Recommended Debt-to-Income Ratio

As a general rule, lenders recommend that your monthly mortgage payment should not exceed 30%-35% of your net monthly income. This percentage allows you to cover unforeseen expenses without compromising your financial situation.

For example, if your household net income is €2,500 per month, your maximum mortgage payment should be around €750-875.

How to Calculate Your Mortgage Affordability Step by Step

Here is a simple method to estimate your own limit:

1. Add up your net monthly income.
Example: €2,500.

2. Multiply by the recommended debt-to-income ratio.
€2,500 x 0.35 = €875 maximum monthly payment.

3. Estimate the repayment term.
Example: 25 years (300 payments).

4. Estimate an approximate interest rate.
Example: 3% per year.

5. Use a mortgage calculator (available on most bank websites and property portals) to work out the loan amount corresponding to this monthly payment.

In this example, a €875 payment over 25 years at a 3% rate would correspond approximately to a loan of €180,000.

6. Calculate how much you will need to contribute from your savings.
If the bank finances 80% of the property price, you will need to cover the remaining 20% plus additional costs (around 10% extra).

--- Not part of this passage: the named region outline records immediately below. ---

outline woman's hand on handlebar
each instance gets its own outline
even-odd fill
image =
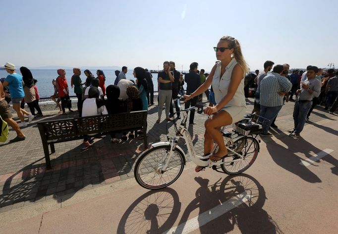
[[[215,107],[208,107],[203,111],[206,115],[211,116],[217,113],[217,109]]]
[[[191,95],[183,95],[183,97],[184,98],[184,100],[183,100],[184,102],[187,102],[188,100],[193,98]]]

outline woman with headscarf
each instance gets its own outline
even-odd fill
[[[119,98],[120,88],[117,85],[108,85],[106,89],[107,100],[105,101],[105,106],[108,114],[115,114],[123,112],[123,100]],[[115,133],[111,133],[112,142],[118,143],[119,140],[115,137]]]
[[[106,85],[105,85],[105,83],[106,82],[106,76],[102,70],[98,70],[96,71],[96,74],[98,75],[98,77],[96,78],[99,78],[99,80],[100,80],[99,86],[102,90],[103,96],[106,96]]]
[[[128,98],[124,101],[123,104],[124,111],[131,112],[142,111],[142,100],[140,98],[137,88],[133,85],[128,86],[127,88],[126,93]],[[135,137],[133,131],[130,132],[129,137],[130,138],[134,138]],[[123,135],[121,139],[123,140],[127,140],[128,138],[127,138],[126,133],[123,133]]]
[[[77,97],[77,110],[81,112],[81,103],[82,102],[82,81],[80,77],[81,70],[75,67],[73,68],[73,73],[74,75],[70,79],[70,85],[72,88],[74,86],[74,92]]]
[[[133,75],[134,77],[136,78],[136,87],[138,89],[140,98],[142,101],[142,110],[148,111],[148,99],[147,99],[148,84],[146,80],[146,70],[138,66],[134,68]]]
[[[33,88],[34,80],[33,75],[31,71],[25,66],[21,67],[20,72],[22,75],[22,80],[24,83],[23,92],[25,93],[25,102],[28,105],[32,115],[35,116],[34,101],[35,101],[35,91]]]
[[[70,99],[69,98],[69,90],[68,88],[68,83],[66,78],[66,71],[64,69],[58,69],[56,78],[56,89],[58,91],[58,96],[61,99],[61,109],[62,110],[62,115],[66,114],[65,107],[66,106],[70,112],[71,110],[71,104],[69,105]]]
[[[100,92],[97,87],[93,86],[89,89],[88,98],[83,100],[82,103],[80,117],[108,114],[105,104],[99,98],[99,96]],[[92,145],[89,143],[89,136],[86,136],[83,139],[83,144],[85,148]]]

Practical Tips Before Applying for a Mortgage

  • Always run simulations with different repayment terms and interest rates.
  • Take into account your regular expenses and avoid overestimating your ability to pay.
  • Compare offers from different lenders.
  • Keep a financial cushion for unforeseen events.

Conclusion

Calculating your mortgage affordability is an essential step before starting any home purchase process. It will help you define a realistic budget, negotiate confidently, and avoid future financial problems.

If you need more information or personalized advice, do not hesitate to consult a mortgage professional.